Let's say that there is a symplectic manifold $(M,\omega)$ with condition of $[\omega / 2\pi ]\in H^2(M;\mathbb{Z})$.
Then in what condition can I get a complex line bundle $L\twoheadrightarrow M$ in what condition?
Does it have to satisfy condition of $c_1(L)=[\omega/2\pi]$? Here, $c_1$ is chern class.
John is right, if you are not asking for any particular properties, there are no conditions: trivial bundles are always possible.

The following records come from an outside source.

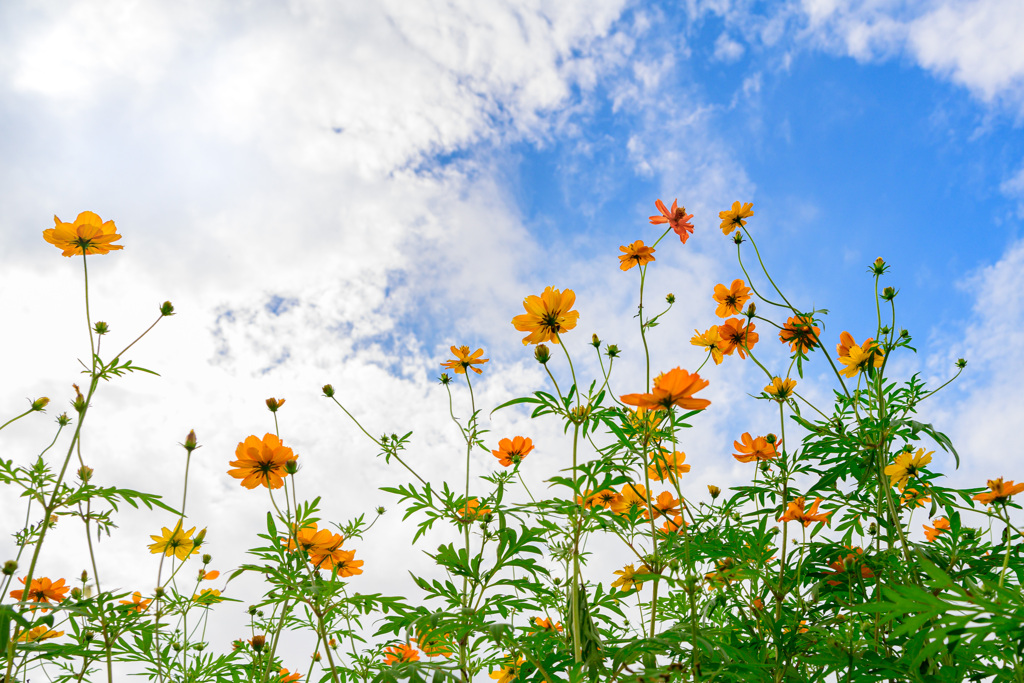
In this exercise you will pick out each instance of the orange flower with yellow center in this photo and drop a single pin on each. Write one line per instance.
(463, 359)
(88, 235)
(780, 389)
(938, 526)
(795, 512)
(737, 336)
(677, 218)
(800, 333)
(711, 340)
(750, 449)
(635, 254)
(261, 462)
(733, 218)
(400, 654)
(42, 590)
(675, 387)
(547, 315)
(512, 451)
(731, 299)
(999, 492)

Now, if you are interested in Chern classes and symplectic manifolds, you probably want some explanation about prequantum line bundles.
Considering tensor products of vector bundles and bundle isomorphisms, the group of equivalence classes of complex line bundles over a manifold $M$ is isomorphic to $\check{H}^2(M;\mathbb{Z})$ (nice exercise, you should try this).

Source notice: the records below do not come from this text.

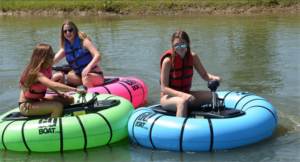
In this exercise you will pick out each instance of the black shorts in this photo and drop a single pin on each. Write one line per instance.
(100, 73)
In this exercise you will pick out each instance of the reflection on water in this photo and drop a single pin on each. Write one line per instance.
(255, 53)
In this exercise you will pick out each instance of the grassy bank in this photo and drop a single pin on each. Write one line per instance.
(148, 6)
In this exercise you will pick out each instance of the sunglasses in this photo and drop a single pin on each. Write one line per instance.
(182, 45)
(52, 55)
(68, 30)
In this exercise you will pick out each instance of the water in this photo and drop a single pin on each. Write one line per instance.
(255, 53)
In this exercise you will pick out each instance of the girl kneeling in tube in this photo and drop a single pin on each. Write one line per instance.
(176, 67)
(81, 54)
(34, 82)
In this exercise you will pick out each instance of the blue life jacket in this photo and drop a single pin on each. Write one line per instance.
(77, 56)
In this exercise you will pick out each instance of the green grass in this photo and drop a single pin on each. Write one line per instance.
(133, 5)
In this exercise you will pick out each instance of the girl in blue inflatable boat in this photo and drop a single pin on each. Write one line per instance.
(79, 51)
(177, 69)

A inclusion $\mathbb{Z}\hookrightarrow\mathbb{R}$ induces a homomorphism $\check{H}^2(M;\mathbb{Z})\longrightarrow \check{H}^2(M;\mathbb{R})$ and under a identification $\check{H}^2(M;\mathbb{R})\cong H_{dR}^2(M;\mathbb{R})$ one has a homomorphism $\check{H}^2(M;\mathbb{Z})\longrightarrow H_{dR}^2(M;\mathbb{R})$. Therefore, given a fixed closed form $\omega\in\Omega^2(M;\mathbb{R})$ whose de Rham class $[\omega]$ lies in the image of the homomorphism $\check{H}^2(M;\mathbb{Z})\longrightarrow H_{dR}^2(M;\mathbb{R})$, there are equivalence classes of complex line bundles with hermitian connexions such that their curvature is $-i\omega$. Note that the map $\check{H}^2(M;\mathbb{Z})\longrightarrow H_{dR}^2(M;\mathbb{R})$ has a kernel.
You should not write, though, that the class of your de Rham form belongs to $\check{H}^2(M;\mathbb{Z})$, that is not the case (and it does not make any sense): to be integral really means to lie in the image of the aforementioned homomorphism.
P.D.: $2\pi$'s, $i$'s, and signs conventions are all different in the literature, just pick one that you like.